Six ans après, les établissements bancaires responsables de la crise des "subprimes" paient. Comme un symbole, c'est la première banque américaine en terme d'actifs, JPMorgan Chase, par ailleurs sujette à de nombreux scandales depuis la crise, qui devrait être la première à rendre des comptes à la société américaine.
Les autorités fédérales lui réclament en effet 6 milliards de dollars pour "fraude" lors de la vente de crédits immobiliers à risque, dits "subprimes", affirme le Financial Times de ce mardi.
Comme 16 autres banques internationales, JPMorgan est poursuivie depuis 2011 pour avoir vendu entre 2005 et 2007 des "subprimes" aux géants américains du refinancement immobilier, les fameux Fannie Mae et Freddie Mac, entraînant leur perte et conduisant à leur renflouement massif par l'État à hauteur de 187,5 milliards de dollars pendant la crise financière.

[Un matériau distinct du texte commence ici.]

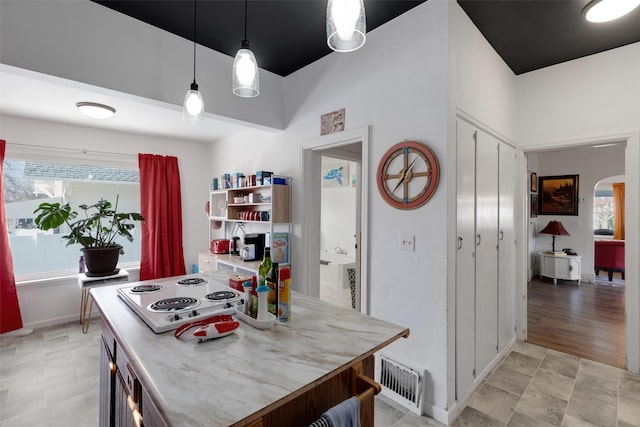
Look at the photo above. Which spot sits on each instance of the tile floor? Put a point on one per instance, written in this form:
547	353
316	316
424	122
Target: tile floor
534	386
50	378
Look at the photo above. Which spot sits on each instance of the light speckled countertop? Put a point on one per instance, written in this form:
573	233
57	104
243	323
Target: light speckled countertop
227	380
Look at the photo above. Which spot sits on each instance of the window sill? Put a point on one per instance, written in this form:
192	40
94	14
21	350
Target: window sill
63	276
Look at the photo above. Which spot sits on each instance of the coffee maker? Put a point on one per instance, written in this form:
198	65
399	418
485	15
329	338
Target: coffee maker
234	246
253	247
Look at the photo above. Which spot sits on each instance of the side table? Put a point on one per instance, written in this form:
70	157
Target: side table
85	282
564	267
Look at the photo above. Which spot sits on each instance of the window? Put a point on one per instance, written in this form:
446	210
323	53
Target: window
42	254
603	211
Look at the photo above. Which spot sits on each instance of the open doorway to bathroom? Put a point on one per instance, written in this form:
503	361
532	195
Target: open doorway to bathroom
338	229
347	147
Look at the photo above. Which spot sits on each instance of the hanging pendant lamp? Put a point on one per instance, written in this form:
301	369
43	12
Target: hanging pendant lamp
193	108
346	25
246	81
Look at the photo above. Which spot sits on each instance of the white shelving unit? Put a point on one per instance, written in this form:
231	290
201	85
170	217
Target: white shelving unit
260	209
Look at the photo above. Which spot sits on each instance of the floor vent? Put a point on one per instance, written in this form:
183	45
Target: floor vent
404	384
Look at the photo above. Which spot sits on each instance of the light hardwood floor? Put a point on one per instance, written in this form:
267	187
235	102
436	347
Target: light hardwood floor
586	321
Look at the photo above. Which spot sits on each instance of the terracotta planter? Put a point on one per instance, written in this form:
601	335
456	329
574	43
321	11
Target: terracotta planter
101	261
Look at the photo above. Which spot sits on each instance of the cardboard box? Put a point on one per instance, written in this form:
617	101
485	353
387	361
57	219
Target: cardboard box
263	177
280	248
237	280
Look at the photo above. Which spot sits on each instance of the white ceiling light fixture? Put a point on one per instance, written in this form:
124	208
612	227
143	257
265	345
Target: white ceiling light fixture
246	81
193	107
95	110
608	10
346	25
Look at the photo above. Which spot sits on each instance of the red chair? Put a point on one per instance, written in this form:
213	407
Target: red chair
609	256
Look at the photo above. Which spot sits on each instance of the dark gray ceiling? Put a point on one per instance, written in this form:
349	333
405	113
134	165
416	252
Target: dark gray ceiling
290	34
530	35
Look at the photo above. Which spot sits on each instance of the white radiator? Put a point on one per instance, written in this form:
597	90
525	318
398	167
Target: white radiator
401	383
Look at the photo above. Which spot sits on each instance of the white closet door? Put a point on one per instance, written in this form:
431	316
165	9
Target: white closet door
465	262
506	246
486	250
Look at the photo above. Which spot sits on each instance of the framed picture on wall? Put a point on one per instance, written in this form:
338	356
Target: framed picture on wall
534	182
336	175
558	195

JPMorgan a vendu 33 milliards de dollars de crédits subprimes à Fannie et Freddie

C'est l'Agence fédérale de financement du logement (FHFA), garant de la tutelle des deux établissements, qui avait lancé les poursuites et exige à présent que JPMorgan verse ces 6 milliards de dollars pour régler le litige, affirme le Financial Times.
Dans sa plainte déposée en 2011, la FHFA affirmait que JPMorgan avait vendu pour 33 milliards de crédits immobiliers risqués à Fannie et Freddie en dissimulant le fait que ces produits financiers reposaient, in fine, sur des emprunteurs insolvables.

16 autres banques ont été attaquées en justice

La FHFA souhaite coûte que coûte récupérer les pertes infligées par les banques à Fannie et Freddie. C'est pourquoi elle avait déposé plainte en 2011 contre 16 autres banques que sont Ally Financial (ex-GMAC), Bank of America (Bofa), Barclays, Citigroup, Countrywide Financial (filiale de BofA), Credit Suisse, Deutsche Bank, First Horizon National, General Electric, Goldman Sachs, HSBC, JPMorgan Chase, Merrill Lynch (filiale BofA), Morgan Stanley, Nomura, The Royal Bank of Scotland et la banque française Société Générale. "Les plaintes font état d'infractions à la loi fédérale régissant les actifs financiers (…) dans la vente de titres adossés à des prêts hypothécaires résidentiels conçus par ces établissements", précisait alors la FHFA.

Bank of America, l'autre "menteur"

La sentence semble désormais proche de tomber car les annonces de poursuites se multiplient contre les banques ces dernières semaines : le département américain de la Justice (DoJ) et la SEC, le gendarme américain de la Bourse ont eux aussi décidé mardi 6 août de poursuivre Bank of America (BofA) pour avoir "menti" à des investisseurs en leur vendant plus de 850 millions de dollars de "subprimes". Bofa est accusée "de ne pas avoir révélé des risques déterminants" liés à ces produits et d'avoir "mal représenté les prêts hypothécaires" sur lesquels ils reposaient.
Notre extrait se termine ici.